見た目には手の平よりも大きな正方形の金属の板だ。
四つの窓がついている面が、おそらく表なのだろう。
四つの窓は上側に三つ、下に一つ付いている。
「上の二つの角の所に、つまみがあるので好きなように回してみてください」
「これ?」
回すと端の窓の数字が変わる。
零から九まで好きに合わせられるみたいだ。反対側もそう。
数字を選ぶと、真ん中の窓には「+」「-」「×」「÷」の四つの記号があり、そこからまた一つを選択すると完了だという。
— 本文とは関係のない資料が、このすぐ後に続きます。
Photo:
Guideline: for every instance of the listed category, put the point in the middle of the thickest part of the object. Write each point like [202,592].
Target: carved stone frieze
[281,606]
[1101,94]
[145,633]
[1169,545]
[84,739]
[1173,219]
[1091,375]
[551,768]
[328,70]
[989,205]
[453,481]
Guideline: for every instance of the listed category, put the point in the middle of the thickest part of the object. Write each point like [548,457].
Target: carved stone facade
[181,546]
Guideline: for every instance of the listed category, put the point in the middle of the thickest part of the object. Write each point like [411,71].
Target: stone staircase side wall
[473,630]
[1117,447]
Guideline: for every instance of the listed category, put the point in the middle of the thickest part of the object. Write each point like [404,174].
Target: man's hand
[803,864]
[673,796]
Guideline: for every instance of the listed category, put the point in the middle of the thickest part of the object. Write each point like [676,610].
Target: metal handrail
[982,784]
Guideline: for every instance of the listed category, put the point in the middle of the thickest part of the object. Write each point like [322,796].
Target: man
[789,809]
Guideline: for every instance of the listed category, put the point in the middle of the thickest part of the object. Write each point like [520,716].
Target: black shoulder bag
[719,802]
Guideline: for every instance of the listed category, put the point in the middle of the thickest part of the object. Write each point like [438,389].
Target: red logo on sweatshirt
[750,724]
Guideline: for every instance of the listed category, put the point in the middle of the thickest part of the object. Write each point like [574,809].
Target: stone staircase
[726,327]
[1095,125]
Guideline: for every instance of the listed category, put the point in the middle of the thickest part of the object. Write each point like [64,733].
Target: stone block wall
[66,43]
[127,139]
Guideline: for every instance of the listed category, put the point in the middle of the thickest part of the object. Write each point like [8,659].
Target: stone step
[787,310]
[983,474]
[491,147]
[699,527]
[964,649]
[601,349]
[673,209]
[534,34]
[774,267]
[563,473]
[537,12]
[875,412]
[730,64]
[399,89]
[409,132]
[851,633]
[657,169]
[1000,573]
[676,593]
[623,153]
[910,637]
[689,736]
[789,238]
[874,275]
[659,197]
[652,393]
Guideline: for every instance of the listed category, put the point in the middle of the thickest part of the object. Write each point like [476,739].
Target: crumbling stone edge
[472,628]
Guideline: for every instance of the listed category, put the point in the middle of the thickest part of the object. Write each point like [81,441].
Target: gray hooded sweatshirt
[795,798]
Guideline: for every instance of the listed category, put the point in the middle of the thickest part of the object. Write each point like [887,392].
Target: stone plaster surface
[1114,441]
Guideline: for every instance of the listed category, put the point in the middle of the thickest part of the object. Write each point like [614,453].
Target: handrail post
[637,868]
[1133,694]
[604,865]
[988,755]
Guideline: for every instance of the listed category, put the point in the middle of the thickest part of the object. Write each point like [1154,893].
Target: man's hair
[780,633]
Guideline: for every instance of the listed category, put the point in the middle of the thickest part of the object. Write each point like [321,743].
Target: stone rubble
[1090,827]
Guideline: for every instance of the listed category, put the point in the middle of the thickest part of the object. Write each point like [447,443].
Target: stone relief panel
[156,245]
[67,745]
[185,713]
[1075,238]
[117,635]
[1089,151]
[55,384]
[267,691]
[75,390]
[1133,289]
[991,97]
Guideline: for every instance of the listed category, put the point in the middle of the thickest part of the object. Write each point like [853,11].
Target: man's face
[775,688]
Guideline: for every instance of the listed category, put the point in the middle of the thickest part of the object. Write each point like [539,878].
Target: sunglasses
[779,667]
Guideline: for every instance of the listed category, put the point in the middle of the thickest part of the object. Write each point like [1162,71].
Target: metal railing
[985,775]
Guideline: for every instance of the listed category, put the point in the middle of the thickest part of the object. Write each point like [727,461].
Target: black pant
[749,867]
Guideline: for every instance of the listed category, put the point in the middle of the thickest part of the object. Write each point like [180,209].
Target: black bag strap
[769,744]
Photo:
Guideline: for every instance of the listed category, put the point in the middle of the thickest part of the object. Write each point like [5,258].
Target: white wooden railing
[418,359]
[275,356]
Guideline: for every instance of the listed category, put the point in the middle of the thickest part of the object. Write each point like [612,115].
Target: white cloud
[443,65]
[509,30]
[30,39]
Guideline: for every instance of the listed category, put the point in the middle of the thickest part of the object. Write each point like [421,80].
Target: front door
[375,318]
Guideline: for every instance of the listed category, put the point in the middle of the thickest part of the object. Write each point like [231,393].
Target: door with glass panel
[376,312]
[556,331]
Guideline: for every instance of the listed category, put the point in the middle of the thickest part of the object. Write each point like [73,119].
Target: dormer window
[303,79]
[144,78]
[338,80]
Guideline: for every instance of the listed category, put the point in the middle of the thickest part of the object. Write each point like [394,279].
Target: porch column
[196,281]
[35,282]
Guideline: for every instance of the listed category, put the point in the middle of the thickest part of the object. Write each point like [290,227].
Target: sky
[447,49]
ガチャガチャと音がして、下の窓に四則計算の答えが表示される。
「計算機です。もっとも性能は低いんですが」
「これは、面白いよっ!」
「いえ、全然です。一桁の四則計算ならば普通に暗算した方が早く終わりますし」
「でも、これは中身の技術がいいんじゃないですか」
僕は再度違う数字を当てはめてみる。
三×五や四÷二、七÷三……あ、割れないのはできないか。
五÷零……数学的に正しくないのもできない……
「あ、あと一で割るのも謎の誤作動が起きるんですよね」
八÷一と打ってみると、エラーということなのか、中のパイプがカンカンカンと不思議な音を立てた。何がどうなっているのか、どう鳴っているのか分からないが、心地よい音色がする。
それが逆に面白い。
「あの、また来てもいいですか?」
僕は、もうすっかり彼のとりこだった。
「ええ、もちろん。ラックさんの発明の話も聞かせてください。例の乗り物、会社での話題ですし」
「うわあ! もちろんですよ」
僕はコールに飛びついて、手をぎゅっと握り合った。
なんだか、初めてちゃんとした友だち――と呼べるかどうか分からないけれど、そういう者ができた気がした。手がぷるぷると震える。
「……グス」
気づけば、ルインが泣いている。
え? それほどのこと?
「ラックに、友だちが……」
「いや、恥ずかしいからやめて。か、帰るよ!」
僕は簡単に挨拶し、ルインを連れて階段を下りる。
一階にいたコールのお母さんは、なぜか一瞬値踏みするかのような目を僕に向けてきた。その目線が気になったが、彼女はすぐに笑顔に戻り、「またいらっしゃい」と呟いた。
今のは何だったろうか……
妙な感覚を覚えているとどこからかオルゴールの音色が聞こえた。